Yekaterinburg to carry fans between match cities was unveiled shortly after Russia won its World Cup bid in 2010. Construction work was scheduled to start next year.

The 660-kilometer Moscow to St. Petersburg line, with a price tag of 1.12 trillion rubles, is meant to allow trains between Moscow and St. Petersburg to move at speeds of up to 400 kilometers per hour, making the trip in 2 ? hours.

The second line, linking Moscow to Yekaterinburg via Nizhny Novgorod and Kazan, would cut journey times between the capital and the Urals from 26 to just 8 hours.

The original funding model envisaged the project would be 70 percent financed by the state and 30 percent by a concessionaire.

Several foreign firms had expressed interest in bidding for the project, including Siemens, Hyundai, Alstom and CRCC of China.

Siemens was unable to respond to requests to comment by close of business Thursday.
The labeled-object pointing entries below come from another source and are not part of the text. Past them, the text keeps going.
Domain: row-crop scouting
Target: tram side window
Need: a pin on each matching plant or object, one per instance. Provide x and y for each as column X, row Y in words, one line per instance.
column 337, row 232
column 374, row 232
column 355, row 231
Calls to Alstom went unanswered.

The 2018 World Cup Russia Organizing Committee said that all preparations were "on time and match the commitments that were delivered at the bid stage" and that it is working with the Olympic Games Transport Directorate and the Transportation Ministry to develop a "transport services concept" for the event.

"During the bid stage, Russia committed to use the existing rail links between the host cities after any necessary upgrade to increase comfort and decrease travel time for passengers," the committee said in an e-mailed statement. "Very high-speed rails (over 300 kilometers per hour) were not part of the Russia 2018 bid book," it added.

Besides Moscow, 13 cities are competing for the right to host matches in 2018, including St. Petersburg, Kazan, Nizhny Novgorod and Yekaterinburg.

Other candidates in the Volga region include Saransk, Samara and Volgograd. Krasnodar, Sochi and Rostov-on-Don in the South, and Kaliningrad in the West, are also in the running.

The final list of host cities will be announced in late September or early October.

Although the High-Speed Rail Lines spokesman insisted that the ambitious five-year construction schedule is perfectly feasible, some analysts have warned that the costs make it untenable.

"At a time when rail passenger numbers are falling, it would not have been profitable even in the long term. You're looking at a period of about 50 years for the government to make back its investment," said Andrei Rozhkov, transportation and infrastructure analyst at Metropole.

The fastest rail option between the two cities is currently Siemens' Sapsan trains, which operate on the regular Moscow to St. Petersburg railway line, where they are limited to speeds of 250 kilometers an hour. The trip takes about 4 1/2 hours one way and costs between 1,840 rubles and 6,040 rubles ($59 to $193).

It has proven a hit with business and leisure travelers, and is proof that high-speed rail can compete with air travel in certain circumstances.

"A similar link to the Volga basin — cities like Nizhny Novgorod, Kazan and maybe Samara —could also be competitive," said Rozhkov. "But Yekaterinburg is too far."